A behind-the-scenes look at “Grace Notes: Reflections for Now” by Carrie Mae Weems | Video by Art21


AMID THE TRAGEDY AND VIOLENCE of black lives snuffed out at a Charleston, S.C., church during Bible study and gunned down on the streets of countless cities across the United States at the hands of police, artist Carrie Mae Weems is staging a graceful rebuttal.

Primarily known for her photography, Weems has written and directed a multimedia stage performance, a blend of elegiac and contemplative poetry, song, dance and video that reflects on the deaths of Trayvon Martin, Michael Brown, Eric Garner, and so many others. “Grace Notes: Reflections for Now” was performed at the Spoleto Festival in Charleston in June and will be presented at Yale Repertory Theatre in September.

In anticipation of the Yale staging, Art21 released an exclusive short video featuring excerpts from the performance and Weems meeting with the cast, talking through the motivation and concept of the work.

“You write something not because you have the answer. You write something because you know you have to work through it,” Weems says in the video.

“Well, what is this piece? And then I thought, ‘Oh, well really this piece is very much like “Antigone” isn’t it?’ There are only like 10 stories in the world that we keep coming back to and I thought this is really the story of a woman and a community that is trying to figure out how to bury her brothers, and they are denying her the right to do that because they’re denying that it has even happened, or that it warrants our attention. And she is saying, ‘I’m gonna bury him. I’m going to bury him right.'”

“I thought this is really the story of a woman and a community that is trying to figure out how to bury her brothers, and they are denying her the right to do that because they’re denying that it has even happened, or that it warrants our attention.” — Carrie Mae Weems, Art21

Carrie Mae Weems - Staging of Grace Notes - Reflections for Now
“Grace Notes” is being presented at the Yale Repertory Theatre on Sept. 9 and 10. | Screen Shot, Art21 Video


“Grace Notes” is curated by Sarah Lewis and features a cast of creatives including vocalists Eisa Davis, Alicia Hall Moran, and Imani Uzuri, and poets Aja Monet and Carl Hancock Rux. The staging—minimalist and abstracted—has Weems situated downstage, seated with her back to the audience at a table with a typewriter. There is a bare-branched tree, a round clock on the wall, and the sound of somber jazz is ever-present. At various moments a black man is running in place on a treadmill, members of Alpha Phi Alpha fraternity are stepping, and the cast recites prose and verse and sings from atop white platforms.

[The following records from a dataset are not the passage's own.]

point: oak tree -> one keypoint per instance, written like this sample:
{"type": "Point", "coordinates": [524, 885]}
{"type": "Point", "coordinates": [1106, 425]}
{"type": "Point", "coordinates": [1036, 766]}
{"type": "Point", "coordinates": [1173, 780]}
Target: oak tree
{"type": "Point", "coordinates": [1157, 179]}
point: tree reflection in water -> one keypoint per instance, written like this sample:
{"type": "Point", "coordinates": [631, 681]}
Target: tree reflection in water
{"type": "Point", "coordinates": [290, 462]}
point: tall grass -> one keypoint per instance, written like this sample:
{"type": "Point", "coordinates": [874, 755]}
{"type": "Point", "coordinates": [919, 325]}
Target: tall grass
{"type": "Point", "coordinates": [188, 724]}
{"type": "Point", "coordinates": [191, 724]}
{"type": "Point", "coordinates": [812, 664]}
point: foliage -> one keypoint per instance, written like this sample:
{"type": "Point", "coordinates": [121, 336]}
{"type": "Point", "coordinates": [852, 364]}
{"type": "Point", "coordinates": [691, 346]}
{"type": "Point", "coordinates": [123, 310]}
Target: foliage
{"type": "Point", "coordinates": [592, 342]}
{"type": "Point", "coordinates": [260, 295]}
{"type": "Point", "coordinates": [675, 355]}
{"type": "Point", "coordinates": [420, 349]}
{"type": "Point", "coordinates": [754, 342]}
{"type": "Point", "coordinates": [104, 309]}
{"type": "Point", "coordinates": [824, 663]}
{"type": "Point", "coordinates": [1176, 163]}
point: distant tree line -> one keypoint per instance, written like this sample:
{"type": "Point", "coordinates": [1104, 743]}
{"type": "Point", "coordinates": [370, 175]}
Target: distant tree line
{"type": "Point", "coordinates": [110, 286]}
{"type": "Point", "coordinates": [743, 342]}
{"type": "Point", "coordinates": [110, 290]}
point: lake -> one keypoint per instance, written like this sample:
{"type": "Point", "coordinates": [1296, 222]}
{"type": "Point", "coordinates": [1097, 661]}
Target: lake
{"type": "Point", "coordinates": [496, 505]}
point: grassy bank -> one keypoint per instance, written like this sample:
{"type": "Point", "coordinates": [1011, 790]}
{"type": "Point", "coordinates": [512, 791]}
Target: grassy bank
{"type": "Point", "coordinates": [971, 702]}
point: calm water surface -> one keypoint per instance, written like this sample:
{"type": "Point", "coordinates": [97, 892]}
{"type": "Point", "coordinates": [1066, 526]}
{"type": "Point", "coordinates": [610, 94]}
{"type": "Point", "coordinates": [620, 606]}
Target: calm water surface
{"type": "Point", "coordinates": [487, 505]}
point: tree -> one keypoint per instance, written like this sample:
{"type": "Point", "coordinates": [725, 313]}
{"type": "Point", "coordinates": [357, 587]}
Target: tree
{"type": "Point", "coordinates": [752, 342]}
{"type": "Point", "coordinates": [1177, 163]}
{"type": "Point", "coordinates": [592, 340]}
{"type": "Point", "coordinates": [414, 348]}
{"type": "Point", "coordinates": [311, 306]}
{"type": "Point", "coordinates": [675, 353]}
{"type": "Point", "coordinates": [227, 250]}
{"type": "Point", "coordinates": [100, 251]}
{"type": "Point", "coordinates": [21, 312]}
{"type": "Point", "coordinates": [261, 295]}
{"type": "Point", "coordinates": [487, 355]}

In the real world, racial and police tensions are heightened. The work reflects on these trying times and community tragedies and asks questions about how to change the narrative.

“I am deeply aware of the stress. The stress that’s put on our community the stress that’s put on black women. The stress that’s put on black men. I mean, it’s not a play. It’s really, you know, this battle,” Weems says.

Writing in Artforum, Charleston-based Chase Quinn reported on the Spoleto performance and related programming and wondered where the artistic reflection on what he describes as “the recent carnage across America” leaves us in the end. Quinn wrote in part:

    “At a talk at the Charleston Library Society the afternoon before the second performance, Weems described grace as “holding on to your humanity and integrity, your core, in the face of all question and all forces.” If, as she suggests, grace is inherent to survivors of oppression and violence, the African American experience becomes a perfect metaphor for grace. Each new day a mercy for unprotected black and brown bodies.

    “Yet as I left the theater, though moved by the stunning visuals and the music—Moran delivered a barn-burning rendition of “Amazing Grace”—I felt a tug of dissatisfaction with the conclusion. More specifically, I felt like I knew this story, which seemed all too familiar in the telling. I, like many, had been weaned on images of imperiled black people (mostly men, of course) who, in the face of tragedy, joined together in song and struggle. Songs like “We Shall Overcome”—anthems of the civil rights movement—were a requisite of my education as a young black man. Conveniently, for white supremacist systems of power peddling violence, that popular education builds on a simplified narrative, one whose moral is that peaceful resistance is the most enlightened form, looming large as an emblem of grace. Weems’s show beautifully honors the dead and nods at this legacy of resilience, but, exhausted with mourning and amid a new struggle over the lives of black and brown people, I wondered: What now?”

Indeed. What now? CT


A couple of recent books explore the practice of Carrie Mae Weems. Last month, “Carrie Mae Weems: Kitchen Table Series,” which explores one of her early and most acclaimed bodies of work, was published. The exhibition catalog “Carrie Mae Weems: Three Decades of Photography and Video,” coincided with her mid-career survey at the Guggenheim Museum and includes full-color images of works from throughout her career and contributions by Henry Louis Gates Jr., Franklin Sirmans, Robert Storr, and Deborah Willis.